Gene transcription information is an example of data that is available in the literature, broadly useful to the Chlamydia research community, yet not available in existing public databases. As a first step toward unlocking these data from publication supplemental spreadsheets and making them available to users, we extracted the transcriptional microarray data for C. trachomatis L2/434/Bu (20) and converted the temporal assignments into a structured data table (Figure 2E). Since raw data are outside the scope of Wikidata, these values are stored locally to ChlamBase. All C. trachomatis L2 genes with assigned data in that publication are represented in the ChlamBase module using the same descriptors and a reference link to the parent publication in PubMed. Ongoing and future efforts will extract similar transcriptomic data for C. trachomatis D/UW-3 (21) and other studies as they become available.

Figure 4

Chlamydia mutants module.

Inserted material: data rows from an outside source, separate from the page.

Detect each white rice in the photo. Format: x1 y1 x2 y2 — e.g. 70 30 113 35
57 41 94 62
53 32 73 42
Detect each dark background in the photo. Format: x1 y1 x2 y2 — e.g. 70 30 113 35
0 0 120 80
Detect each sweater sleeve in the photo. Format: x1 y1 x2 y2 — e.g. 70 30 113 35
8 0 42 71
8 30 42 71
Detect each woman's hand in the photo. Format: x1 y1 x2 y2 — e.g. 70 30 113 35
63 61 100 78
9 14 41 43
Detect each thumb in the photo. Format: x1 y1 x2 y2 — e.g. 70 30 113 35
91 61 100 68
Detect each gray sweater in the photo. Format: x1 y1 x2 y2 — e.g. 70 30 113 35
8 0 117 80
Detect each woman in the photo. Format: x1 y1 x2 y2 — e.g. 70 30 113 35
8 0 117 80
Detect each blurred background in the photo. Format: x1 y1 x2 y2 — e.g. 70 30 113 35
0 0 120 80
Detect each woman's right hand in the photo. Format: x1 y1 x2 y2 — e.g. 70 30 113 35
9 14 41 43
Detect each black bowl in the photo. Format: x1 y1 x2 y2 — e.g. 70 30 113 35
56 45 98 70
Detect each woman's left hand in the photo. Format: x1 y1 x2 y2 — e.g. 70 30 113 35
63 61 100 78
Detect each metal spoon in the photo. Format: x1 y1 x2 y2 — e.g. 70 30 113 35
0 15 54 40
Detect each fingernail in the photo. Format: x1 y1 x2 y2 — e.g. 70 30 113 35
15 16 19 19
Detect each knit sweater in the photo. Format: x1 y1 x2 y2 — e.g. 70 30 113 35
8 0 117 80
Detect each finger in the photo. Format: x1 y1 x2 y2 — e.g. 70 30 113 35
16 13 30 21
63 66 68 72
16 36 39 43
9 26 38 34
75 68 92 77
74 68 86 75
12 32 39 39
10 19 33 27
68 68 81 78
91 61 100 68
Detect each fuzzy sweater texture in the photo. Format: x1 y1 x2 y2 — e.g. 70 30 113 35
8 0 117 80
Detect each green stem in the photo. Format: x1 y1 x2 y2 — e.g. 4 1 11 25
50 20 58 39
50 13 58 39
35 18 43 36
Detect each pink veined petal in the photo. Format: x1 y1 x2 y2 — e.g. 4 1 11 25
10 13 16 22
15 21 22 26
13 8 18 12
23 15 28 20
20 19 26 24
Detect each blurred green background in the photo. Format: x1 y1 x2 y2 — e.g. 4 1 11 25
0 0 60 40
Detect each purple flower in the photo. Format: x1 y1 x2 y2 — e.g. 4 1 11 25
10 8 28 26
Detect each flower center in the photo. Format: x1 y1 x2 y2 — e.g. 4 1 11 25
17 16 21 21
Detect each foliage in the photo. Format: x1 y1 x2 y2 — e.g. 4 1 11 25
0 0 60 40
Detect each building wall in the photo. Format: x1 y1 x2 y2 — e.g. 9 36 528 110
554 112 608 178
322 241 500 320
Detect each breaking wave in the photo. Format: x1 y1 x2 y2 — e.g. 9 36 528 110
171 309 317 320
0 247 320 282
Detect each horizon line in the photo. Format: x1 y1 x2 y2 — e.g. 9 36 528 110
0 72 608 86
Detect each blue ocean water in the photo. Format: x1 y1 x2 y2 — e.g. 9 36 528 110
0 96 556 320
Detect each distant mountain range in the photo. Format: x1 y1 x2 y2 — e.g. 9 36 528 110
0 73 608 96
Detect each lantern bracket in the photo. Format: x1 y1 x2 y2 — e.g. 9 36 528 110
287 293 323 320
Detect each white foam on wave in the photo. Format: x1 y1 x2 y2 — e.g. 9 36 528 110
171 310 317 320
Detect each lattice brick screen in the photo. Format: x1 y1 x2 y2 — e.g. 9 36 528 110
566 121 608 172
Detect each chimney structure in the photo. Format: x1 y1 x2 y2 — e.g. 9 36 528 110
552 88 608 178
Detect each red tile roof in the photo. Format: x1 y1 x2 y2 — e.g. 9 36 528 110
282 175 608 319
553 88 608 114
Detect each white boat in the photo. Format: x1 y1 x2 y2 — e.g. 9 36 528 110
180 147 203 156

Sample display of mutants for CTL0374 IncA, containing five mutant strains generated by chemical mutagenesis. The tabular view of chemical mutant strains displays strain names, genomic positions of mutations, the L2 reference and variant bases, SNV type, effects of each mutation on the respective amino acid sequences and a link to the publication reference. `Add an annotation’ opens a form for the submission of new mutant entries to ChlamBase.

Open in new tab Download slide

Mutants module

Another example of genomic data that is important to the research community but unavailable on public databases is the existence of Chlamydia mutant strains, including those generated from genome-wide mutagenesis screens, targeted gene insertions and transposon mutagenesis (22–24). We extracted the set of chemically derived mutations generated in C. trachomatis L2/434/Bu from a study that investigated the effects of gene knockouts across the genome (22). We created a structured version of the data contained within a supplemental data file (stored locally in ChlamBase) and display these data in the Mutants module of ChlamBase (Figure 4). On each gene page, all single-nucleotide variant (SNV) mutants described in this study are displayed in a tabular format, along with mutant strain names, the genomic position of the mutations, the reference and variant bases for each mutation, the SNV type, the effect of the mutation on the amino acid sequence and a link to the publication reference on PubMed or FigShare. Additionally, an embedded search box lets the user filter mutant strains for a particular type or keyword (e.g. non-synonymous or stop).

Host–Pathogen Interactions module

The Host–Pathogen Interactions module displays experimentally determined targets of secreted Chlamydia proteins. In an effort to capture the accelerating volume of Chlamydia–host interaction data (25), ChlamBase extracts proteomic data that is abundant in the scientific literature but not yet accessible in major public databases. The Host–Pathogen Interactions module displays annotations for host protein(s) demonstrated to interact with the protein encoded by the gene described on each gene page (Figure 5).

Figure 5

Host–Pathogen Interactions module. Sample information for CTL0260 IncV, containing a host protein found to interact with IncV, its corresponding gene symbols, host species, the determination methods used for this evidence and links to the publication references.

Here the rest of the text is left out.